Do not just remove the env var without first registering an encryption provider — the daemon will crash-loop until one of the two is true.

Critical: Always stop xrayGraphDB with SIGTERM (graceful shutdown). Never use kill -9. A forced kill skips the final snapshot and may result in data loss on next recovery.

Storage Engine Selection

xrayGraphDB supports two storage engines, both built on eMTAi's patent-pending storage architecture. Set with --storage-engine on the command line or in the service file.

EngineFlagBehaviorBest For
mmap --storage-engine=mmap Data stored on NVMe, paged into RAM on demand via kernel page cache. Handles datasets larger than physical RAM. Production, large datasets, bulk loading
default (in-memory) --storage-engine=default All data in RAM. No disk I/O during queries. Lowest possible latency (0.1ms). Low-latency workloads, datasets that fit in RAM
Important — In-memory engine memory requirements: The default (in-memory) engine stores all vertices, edges, properties, and indexes in RAM. A dataset that uses 2GB on disk (mmap) may require 10-20GB in RAM due to in-memory index structures, property heap allocations, and per-record metadata. Plan for approximately 5-10x the on-disk size when using the in-memory engine.

Memory Configuration

xrayGraphDB should be allowed to use most of the available RAM, but always reserve a safety margin for the operating system. If the database exhausts all memory, the OS OOM killer will terminate the process mid-operation, risking data corruption.

INI
# /etc/systemd/system/xraygraphdb.service.d/memory.conf
# RECOMMENDED: Use 95% of physical RAM. The remaining 5% keeps the
# OS responsive and prevents the OOM killer from crashing the database.
[Service]
MemoryMax=95%

# On shared servers, set an absolute limit with at least 20% headroom
# above your expected peak usage for query working memory and OS caches.
# Example for a 256GB server with ~150GB expected dataset:
# MemoryMax=200G

# WARNING: Do not use MemoryMax=infinity. If the database exhausts all
# memory, the OOM killer will terminate the process, potentially
# corrupting in-flight writes and WAL entries.

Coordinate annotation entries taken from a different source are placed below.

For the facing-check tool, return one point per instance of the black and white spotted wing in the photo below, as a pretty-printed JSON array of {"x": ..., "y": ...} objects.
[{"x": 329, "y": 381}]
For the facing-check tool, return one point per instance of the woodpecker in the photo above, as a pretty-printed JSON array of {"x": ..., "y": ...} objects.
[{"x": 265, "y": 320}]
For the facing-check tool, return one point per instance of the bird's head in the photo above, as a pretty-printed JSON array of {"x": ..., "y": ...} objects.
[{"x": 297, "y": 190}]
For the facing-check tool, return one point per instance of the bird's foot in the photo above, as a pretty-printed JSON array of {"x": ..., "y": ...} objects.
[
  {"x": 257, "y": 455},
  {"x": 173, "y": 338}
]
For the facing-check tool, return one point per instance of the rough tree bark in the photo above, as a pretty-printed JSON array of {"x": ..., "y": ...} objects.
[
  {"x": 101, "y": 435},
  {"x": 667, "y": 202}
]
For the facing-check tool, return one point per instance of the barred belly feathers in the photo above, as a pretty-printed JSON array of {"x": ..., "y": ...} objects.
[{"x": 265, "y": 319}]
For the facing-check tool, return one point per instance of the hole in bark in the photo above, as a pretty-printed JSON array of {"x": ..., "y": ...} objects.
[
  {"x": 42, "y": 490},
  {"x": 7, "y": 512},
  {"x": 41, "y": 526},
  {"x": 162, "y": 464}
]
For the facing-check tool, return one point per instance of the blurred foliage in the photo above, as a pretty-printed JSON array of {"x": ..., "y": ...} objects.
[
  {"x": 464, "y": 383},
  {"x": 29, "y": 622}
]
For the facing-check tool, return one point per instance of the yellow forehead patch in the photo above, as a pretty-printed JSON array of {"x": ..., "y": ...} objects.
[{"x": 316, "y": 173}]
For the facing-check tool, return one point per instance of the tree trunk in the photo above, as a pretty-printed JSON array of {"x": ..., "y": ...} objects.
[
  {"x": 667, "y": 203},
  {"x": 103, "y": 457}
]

After changing service configuration, reload systemd:

Shell
sudo systemctl daemon-reload
sudo systemctl restart xraygraphdb

Docker: When running in Docker, set the container memory limit with --memory or deploy.resources.limits.memory in Compose. Always leave 5% of host RAM for the OS. For example, on a 64GB host: docker run --memory=60g.

Installation: macOS

macOS is supported for development only. For production workloads use Linux or Docker.

Shell
# Download macOS binary (Apple Silicon or Intel)
curl -LO https://releases.emtailabs.com/xraygraphdb/xraygraphdb-v4.9.4-macos-arm64.tar.gz

# Extract and run
tar xzf xraygraphdb-v4.9.4-macos-arm64.tar.gz
cd xraygraphdb-v4.9.4
./bin/xraygraphdb-wrapper

On macOS you may also use Docker Desktop, which is the recommended approach for local development.

First Boot: Bootstrap Admin

Fresh installs ship with no users in the auth store. The daemon will not let you create the first admin user over the wire (chicken-and-egg), so you must run the one-time bootstrap helper before the database is usable. This step does not apply to replica nodes — replicas inherit the admin user from the cluster's MAIN; see Cluster Setup.

Shell
sudo xraygraphdb-bootstrap-admin

The helper:

  1. Generates a 24-character random password.
  2. Displays it once on your terminal in red.
  3. Asks you to retype it to confirm you copied it.
  4. Writes the username/password to /run/xraygraphdb/bootstrap.env — this is a tmpfs file, never on disk — and starts the daemon.
  5. Schedules an ExecStartPost hook that wipes the env file ~15 seconds after the daemon comes up.
The password is shown exactly once. The script does not write it to any persistent file on this server. Copy it to your password manager when prompted. If you lose it, the only recovery is to wipe /var/lib/xraygraphdb and re-run the bootstrap — the existing user data is unrecoverable.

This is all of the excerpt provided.